Na semana passada, o Suriname atingiu um passo importante para tentar recuperar sua economia. O Fundo Monetário Internacional (FMI) informou que chegou a um acordo com o pequeno país sul-americano para a segunda revisão de um programa de empréstimos, que, segundo a agência Reuters, disponibilizará US$ 53 milhões assim que for aprovado pelo conselho executivo do fundo.
Esse acordo ressuscita um programa por meio do qual o FMI destinaria US$ 700 milhões ao Suriname, mas que estava paralisado há mais de um ano porque o país não cumpriu as metas estipuladas.
O FMI destacou que o governo surinamês está renegociando de “boa-fé” suas dívidas com China e Índia, e é nesse ponto que a história começa a parecer uma luta entre Davi e Golias: a segunda maior economia do mundo sufocou o pequeno país sul-americano, de cerca de 600 mil habitantes, ao dificultar a renegociação dos débitos.
De acordo com informações do site argentino Infobae, a China é credora de 17% da dívida pública do Suriname. Para conseguir o dinheiro do FMI, o governo surinamês buscou reestruturar seus débitos, mas as renegociações com a China foram as únicas que não avançaram.

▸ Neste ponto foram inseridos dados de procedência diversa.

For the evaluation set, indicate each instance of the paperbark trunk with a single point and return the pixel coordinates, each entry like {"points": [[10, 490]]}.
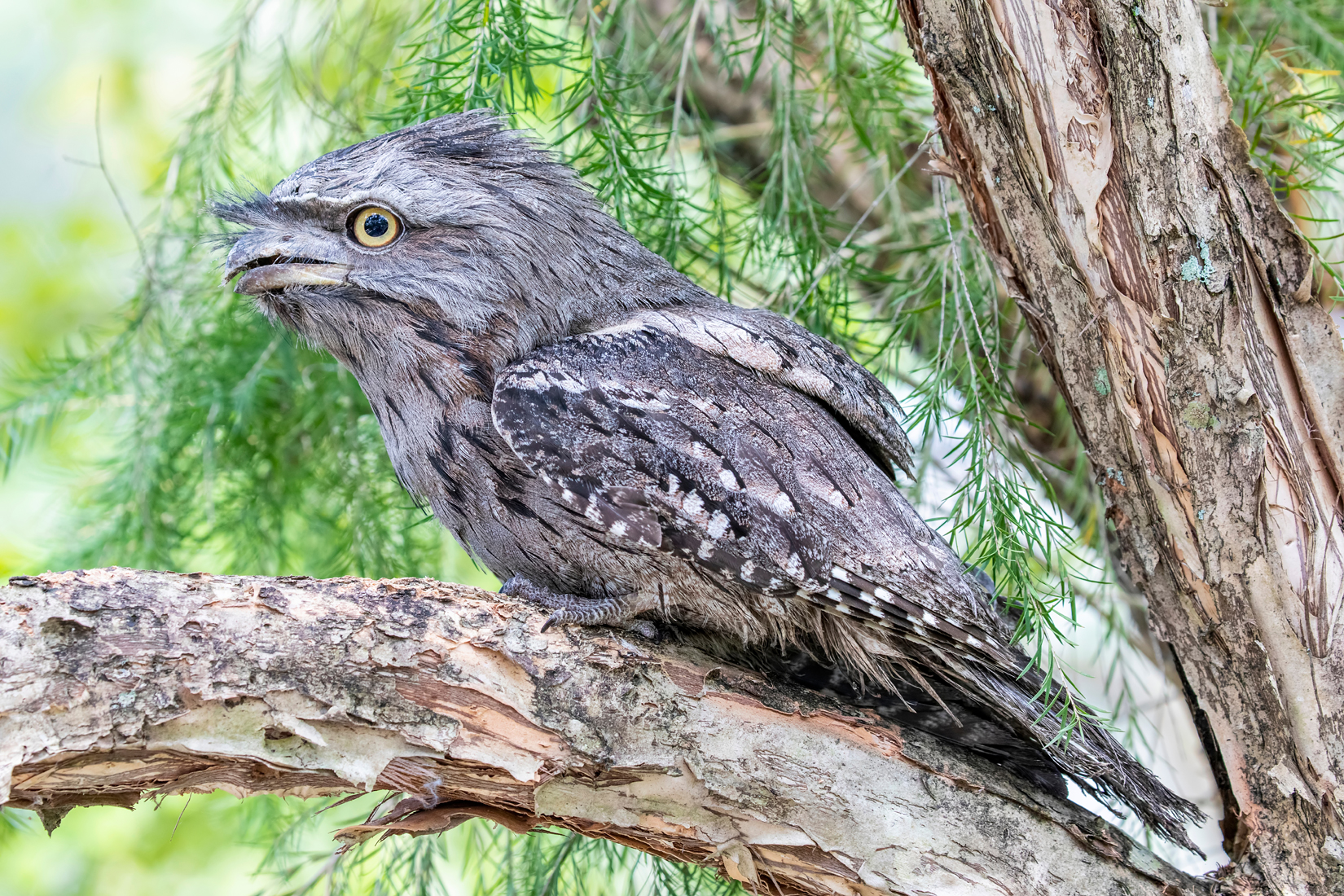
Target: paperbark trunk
{"points": [[1175, 306], [116, 683]]}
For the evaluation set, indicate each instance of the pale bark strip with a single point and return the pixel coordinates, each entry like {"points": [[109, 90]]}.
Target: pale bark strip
{"points": [[1174, 304], [116, 683]]}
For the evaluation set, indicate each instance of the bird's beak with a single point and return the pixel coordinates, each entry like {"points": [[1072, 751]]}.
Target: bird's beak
{"points": [[270, 269], [277, 275]]}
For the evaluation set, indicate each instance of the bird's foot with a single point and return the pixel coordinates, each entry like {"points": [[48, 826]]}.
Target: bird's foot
{"points": [[570, 608]]}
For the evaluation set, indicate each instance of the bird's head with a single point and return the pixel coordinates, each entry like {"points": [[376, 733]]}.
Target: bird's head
{"points": [[456, 225]]}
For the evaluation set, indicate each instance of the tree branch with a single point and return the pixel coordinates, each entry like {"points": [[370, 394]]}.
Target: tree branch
{"points": [[116, 684]]}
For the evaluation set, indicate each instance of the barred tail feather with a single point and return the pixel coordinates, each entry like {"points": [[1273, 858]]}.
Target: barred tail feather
{"points": [[1079, 744]]}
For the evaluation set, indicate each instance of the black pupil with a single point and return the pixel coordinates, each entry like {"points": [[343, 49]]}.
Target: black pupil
{"points": [[376, 225]]}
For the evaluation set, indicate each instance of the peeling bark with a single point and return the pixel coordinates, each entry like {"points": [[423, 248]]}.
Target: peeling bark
{"points": [[116, 684], [1175, 306]]}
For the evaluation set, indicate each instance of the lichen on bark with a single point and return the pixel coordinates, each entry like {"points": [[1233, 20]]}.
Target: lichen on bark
{"points": [[116, 683]]}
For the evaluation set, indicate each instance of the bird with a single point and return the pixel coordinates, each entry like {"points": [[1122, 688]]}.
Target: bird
{"points": [[620, 445]]}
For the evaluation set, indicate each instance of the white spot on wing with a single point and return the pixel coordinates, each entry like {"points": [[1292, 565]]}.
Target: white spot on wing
{"points": [[718, 525]]}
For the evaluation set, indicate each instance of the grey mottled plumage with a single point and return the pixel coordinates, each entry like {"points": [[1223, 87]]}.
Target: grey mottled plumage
{"points": [[614, 441]]}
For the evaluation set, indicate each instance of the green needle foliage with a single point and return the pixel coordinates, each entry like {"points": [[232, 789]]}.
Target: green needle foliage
{"points": [[771, 151]]}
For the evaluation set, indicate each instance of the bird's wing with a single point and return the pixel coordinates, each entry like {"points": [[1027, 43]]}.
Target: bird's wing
{"points": [[664, 446], [788, 354]]}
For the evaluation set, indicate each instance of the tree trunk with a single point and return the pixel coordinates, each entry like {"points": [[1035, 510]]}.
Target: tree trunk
{"points": [[116, 683], [1175, 305]]}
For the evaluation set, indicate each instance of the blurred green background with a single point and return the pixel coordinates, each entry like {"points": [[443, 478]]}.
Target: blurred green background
{"points": [[66, 250], [68, 264]]}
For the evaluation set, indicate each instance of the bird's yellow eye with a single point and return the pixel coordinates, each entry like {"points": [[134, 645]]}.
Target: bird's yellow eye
{"points": [[374, 226]]}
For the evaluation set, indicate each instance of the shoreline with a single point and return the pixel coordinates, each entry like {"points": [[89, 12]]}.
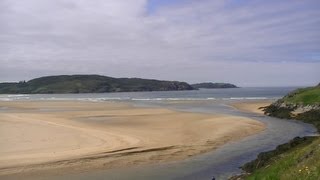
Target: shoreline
{"points": [[131, 136]]}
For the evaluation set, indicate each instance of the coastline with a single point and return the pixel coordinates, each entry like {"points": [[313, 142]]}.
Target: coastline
{"points": [[109, 135]]}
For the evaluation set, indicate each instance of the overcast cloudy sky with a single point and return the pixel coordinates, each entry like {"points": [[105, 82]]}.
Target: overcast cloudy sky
{"points": [[246, 42]]}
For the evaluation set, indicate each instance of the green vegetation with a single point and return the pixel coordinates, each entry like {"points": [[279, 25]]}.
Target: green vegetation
{"points": [[210, 85], [305, 96], [89, 84], [299, 158], [297, 163]]}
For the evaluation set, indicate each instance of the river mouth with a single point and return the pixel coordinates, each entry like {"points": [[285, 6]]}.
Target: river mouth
{"points": [[220, 163]]}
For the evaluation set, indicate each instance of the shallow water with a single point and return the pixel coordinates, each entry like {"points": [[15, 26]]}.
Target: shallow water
{"points": [[221, 163]]}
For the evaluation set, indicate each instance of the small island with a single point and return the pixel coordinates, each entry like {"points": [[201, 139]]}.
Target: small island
{"points": [[210, 85]]}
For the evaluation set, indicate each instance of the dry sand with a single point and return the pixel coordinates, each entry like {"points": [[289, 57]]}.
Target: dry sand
{"points": [[64, 136]]}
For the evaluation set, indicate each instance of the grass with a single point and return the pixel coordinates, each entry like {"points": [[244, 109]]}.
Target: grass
{"points": [[300, 158], [305, 96], [296, 164]]}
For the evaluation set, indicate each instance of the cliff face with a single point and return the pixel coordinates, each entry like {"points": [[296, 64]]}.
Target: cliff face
{"points": [[89, 84]]}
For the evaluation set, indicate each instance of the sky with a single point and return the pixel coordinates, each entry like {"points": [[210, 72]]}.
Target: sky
{"points": [[245, 42]]}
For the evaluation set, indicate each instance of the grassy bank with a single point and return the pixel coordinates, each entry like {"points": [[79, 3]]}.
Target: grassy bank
{"points": [[298, 159]]}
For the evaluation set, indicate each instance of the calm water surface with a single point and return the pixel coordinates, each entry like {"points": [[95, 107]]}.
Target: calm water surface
{"points": [[221, 163]]}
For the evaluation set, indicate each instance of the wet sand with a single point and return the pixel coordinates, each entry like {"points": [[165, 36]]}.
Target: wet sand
{"points": [[252, 106], [72, 136]]}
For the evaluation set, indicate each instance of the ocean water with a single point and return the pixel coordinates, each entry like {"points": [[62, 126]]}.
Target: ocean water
{"points": [[251, 93], [221, 163]]}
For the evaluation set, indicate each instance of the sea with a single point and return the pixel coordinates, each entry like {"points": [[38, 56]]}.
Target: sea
{"points": [[221, 163]]}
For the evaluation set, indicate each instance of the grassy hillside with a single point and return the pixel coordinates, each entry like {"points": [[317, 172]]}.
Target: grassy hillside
{"points": [[210, 85], [89, 84], [299, 158], [299, 163], [305, 96]]}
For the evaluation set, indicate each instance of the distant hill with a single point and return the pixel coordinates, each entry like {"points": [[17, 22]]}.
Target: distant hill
{"points": [[210, 85], [89, 84], [295, 158]]}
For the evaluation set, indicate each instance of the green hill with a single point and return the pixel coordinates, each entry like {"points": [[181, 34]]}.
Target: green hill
{"points": [[89, 84], [209, 85], [299, 158]]}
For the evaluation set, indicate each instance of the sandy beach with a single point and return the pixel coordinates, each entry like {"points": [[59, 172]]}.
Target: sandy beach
{"points": [[253, 106], [64, 136]]}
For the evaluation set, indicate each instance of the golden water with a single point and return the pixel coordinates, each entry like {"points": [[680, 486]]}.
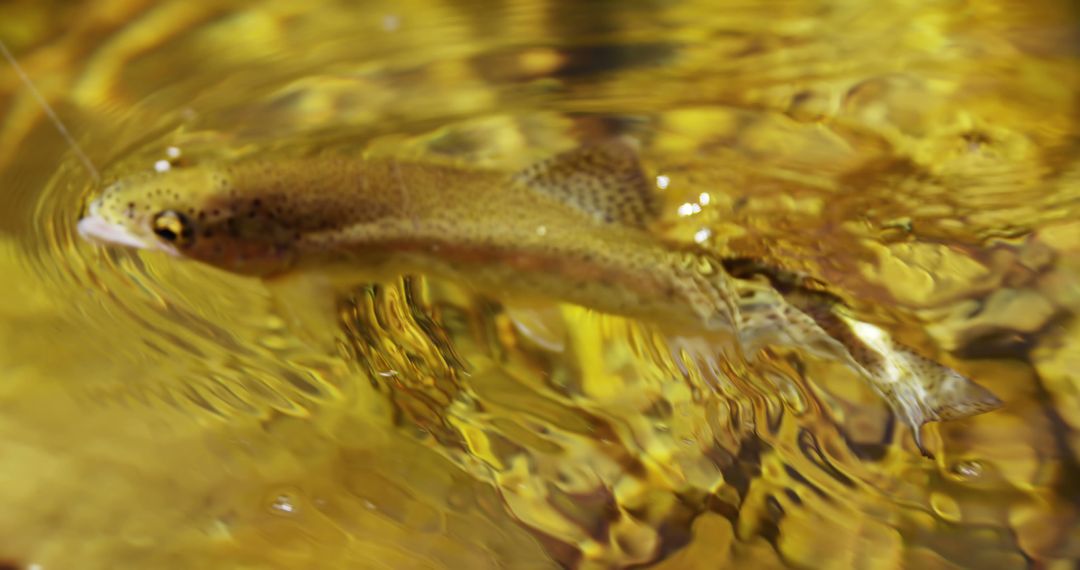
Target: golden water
{"points": [[920, 157]]}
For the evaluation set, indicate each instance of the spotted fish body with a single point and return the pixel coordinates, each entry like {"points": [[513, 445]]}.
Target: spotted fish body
{"points": [[570, 228]]}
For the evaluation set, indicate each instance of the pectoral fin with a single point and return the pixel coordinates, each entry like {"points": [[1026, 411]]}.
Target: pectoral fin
{"points": [[604, 180]]}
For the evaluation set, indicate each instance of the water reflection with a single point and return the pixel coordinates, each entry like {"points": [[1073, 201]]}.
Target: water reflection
{"points": [[919, 158]]}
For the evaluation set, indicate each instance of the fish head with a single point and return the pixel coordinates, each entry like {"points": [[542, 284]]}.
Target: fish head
{"points": [[193, 213]]}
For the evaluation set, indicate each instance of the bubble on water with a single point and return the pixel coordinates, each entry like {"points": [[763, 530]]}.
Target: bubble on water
{"points": [[285, 503], [969, 469]]}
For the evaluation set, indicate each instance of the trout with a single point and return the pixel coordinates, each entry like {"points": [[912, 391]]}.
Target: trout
{"points": [[572, 228]]}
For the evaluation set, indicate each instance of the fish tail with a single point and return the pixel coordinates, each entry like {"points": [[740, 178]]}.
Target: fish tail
{"points": [[917, 389]]}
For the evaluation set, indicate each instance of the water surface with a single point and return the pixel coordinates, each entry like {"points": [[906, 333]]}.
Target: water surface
{"points": [[919, 157]]}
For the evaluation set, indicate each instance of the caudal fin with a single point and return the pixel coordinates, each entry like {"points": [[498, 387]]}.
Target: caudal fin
{"points": [[917, 389]]}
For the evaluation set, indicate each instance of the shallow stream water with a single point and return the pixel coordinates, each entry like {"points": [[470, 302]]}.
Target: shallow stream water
{"points": [[921, 158]]}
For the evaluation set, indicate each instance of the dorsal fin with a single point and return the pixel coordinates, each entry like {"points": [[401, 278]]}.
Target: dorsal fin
{"points": [[604, 180]]}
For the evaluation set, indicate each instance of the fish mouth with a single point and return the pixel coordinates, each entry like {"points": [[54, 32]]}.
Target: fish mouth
{"points": [[95, 229]]}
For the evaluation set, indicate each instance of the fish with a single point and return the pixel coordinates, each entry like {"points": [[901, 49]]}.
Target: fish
{"points": [[574, 227]]}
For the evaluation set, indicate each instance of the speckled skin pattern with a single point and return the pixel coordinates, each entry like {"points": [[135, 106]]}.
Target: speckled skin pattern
{"points": [[568, 228]]}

Esta semana, uma reportagem da rádio Joy, de Gana, apontou que o FMI fez um alerta de que o país africano está “exposto” à possibilidade de perder parte significativa de sua arrecadação, já que grandes empréstimos que fez junto à China têm como garantia a produção de commodities (como cacau, bauxita e petróleo).
Desde o começo dos anos 2000, Gana obteve quase US$ 5 bilhões em 41 empréstimos chineses, para investimentos em áreas como transporte, energia e agricultura. Agora, atravessa sua pior crise econômica em décadas e enfrenta grandes dificuldades para pagar seus credores.
Os casos de Suriname e Gana não são isolados: no ano passado, o Banco Mundial informou que a China era credora de mais de 40% da dívida que os países mais pobres do mundo tinham junto a instituições públicas e privadas. E a relutância de Pequim em renegociar esses débitos tem intensificado crises mundo afora.
Uma reportagem da Forbes apontou que o programa Nova Rota da Seda, por meio do qual a China financia projetos de infraestrutura em todo o mundo, é um dos principais fatores para o aumento da dívida de países pobres junto ao gigante asiático.
Segundo a revista americana, no final de 2020, dos 97 países para os quais havia dados disponíveis, estavam envolvidos no programa todos os que apresentavam as maiores dívidas junto à China, como Paquistão (US$ 77,3 bilhões), Angola (US$ 36,3 bilhões), Etiópia (US$ 7,9 bilhões), Quênia (US$ 7,4 bilhões) e Sri Lanka (US$ 6,8 bilhões).
Um levantamento divulgado este mês pela agência Associated Press apontou que 12 países pobres (como Paquistão, Quênia, Zâmbia, Laos e Mongólia) têm a China como credora de até 50% de seus empréstimos estrangeiros e a maioria deles já destina mais de um terço da sua arrecadação para o pagamento da dívida externa.
Dessa forma, a receita para custear despesas fundamentais, como educação e infraestrutura, está cada vez mais comprometida. Dois dos países da lista da AP, Zâmbia e Sri Lanka, incapazes de pagar sequer os juros dos empréstimos, anunciaram calotes nos pagamentos da sua dívida externa, em 2020 e 2022, respectivamente.
Além da relutância em renegociar dívidas, a China guarda segredo sobre quanto dinheiro empresta e em quais termos, o que dificulta a intervenção de outros grandes credores desses países. Pequim também obriga os mutuários a colocar dinheiro em contas caução ocultas para que o gigante asiático fique à frente na fila de credores a serem pagos.
Em nota enviada à AP, o governo da China refutou a acusação de que se nega a renegociar dívidas e alegou que estendeu prazos de pagamento, concedeu empréstimos de emergência e foi o maior colaborador de um programa que suspendeu temporariamente o pagamento de juros durante a pandemia de Covid-19.
Entretanto, não parece suficiente: no ano passado, após o encontro anual do FMI e do Banco Mundial em Washington, a secretária do Tesouro dos Estados Unidos, Janet Yellen, disse que os países em desenvolvimento já vêm sendo pressionados nos últimos anos por fatores como a disparada da inflação, a fuga de capitais e o câmbio, e a recusa da China em renegociar dívidas aumenta essa pressão.
“Realmente, a barreira que impede maior progresso tem sido um importante país credor, ou seja, a China”, declarou Yellen. “Portanto, tem havido muita discussão sobre o que podemos fazer para fazer a China negociar e promover uma solução mais eficaz.”